Last updated on October 13th, 2022 at 12:49 pm
|May 2017||Susana Marinho||Allergy to aspirin, foods and other prescription drugs||0’00’00secs||1’29’30secs|
|Led by Graham Atherton||View meeting/alternative version|
Dr Susana Marinho is the Consultant Allergist at the North West Lung Centre, University Hospital of South Manchester and was the first full time consultant of this type in the NHS when appointed in 2009.
Susana was asked by National Aspergillosis Centre director Prof David Denning to comment on the role of salicylate allergy in the treatment of respiratory disease & sinusitis as it can worsen several asthma & other symptoms when taken in the form of aspirin and is often treated partly by putting the patient on a diet consisting of foods low in salicylate.
It turns out that aspirin can worsen asthma symtoms but this is not usually caused by an allergic reaction and that has implications for which alternatives to aspirin (Non-steroidal anti-inflammatory drugs (NSAID)) could be used to help treat respiratory disease.

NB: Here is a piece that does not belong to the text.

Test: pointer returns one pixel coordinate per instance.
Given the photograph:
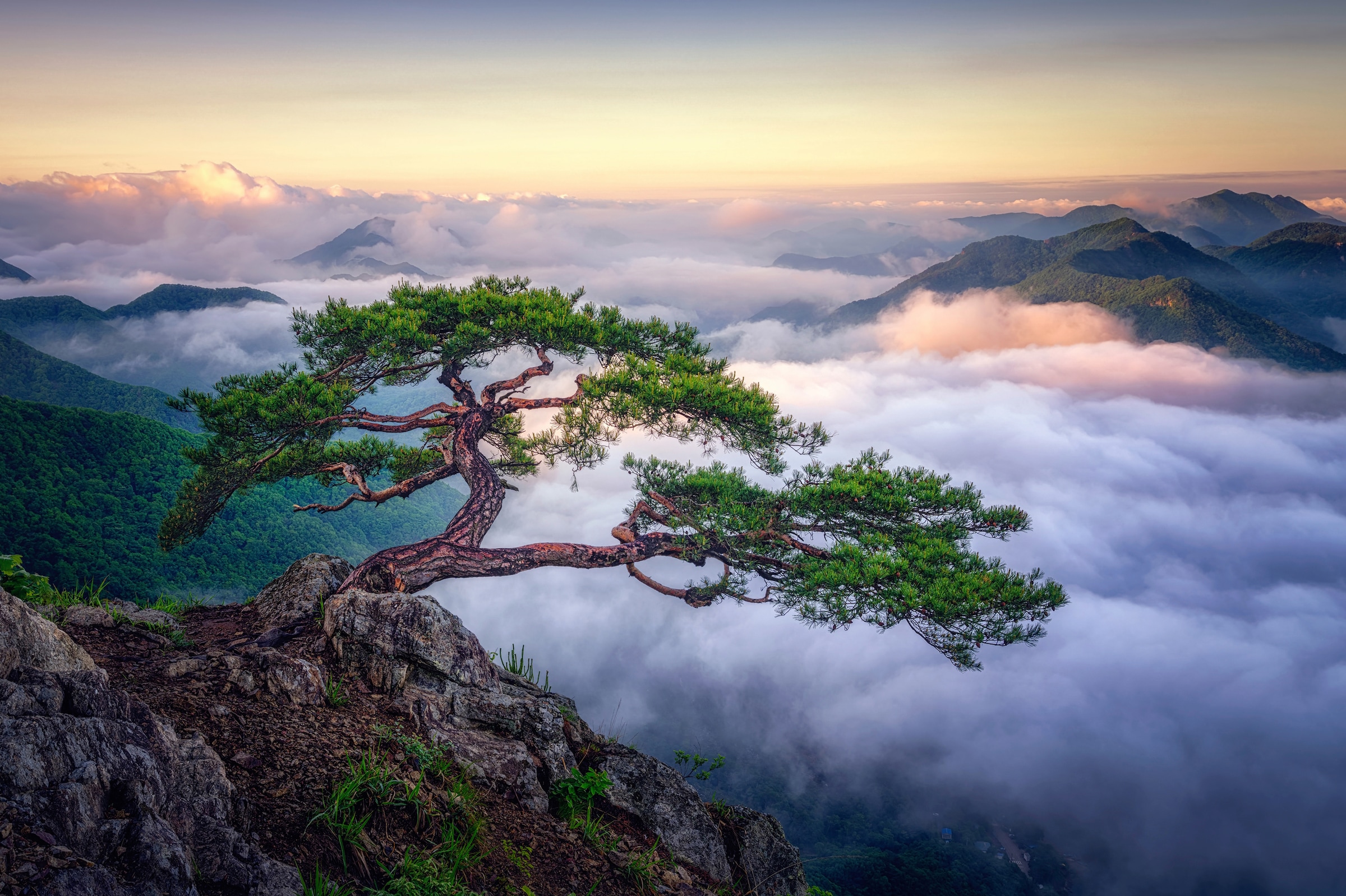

Consequently if a respiratory (or sinusitis) patent reports an allergic response to aspirin referral to an allergist is important to help work out whether it is a true allergy, a pseudo-allergy and which groups of NSAIDs are likely to be acceptable instead.
The levels of salicylate in food and the amount absorbed are unlikely to reach levels that are going to contribute to a sensitivity reaction and there is no evidence that a low salicylate diet has any clinical advantage, so Dr Marinho discounts the usefulness of such a diet except in very rare circumstances.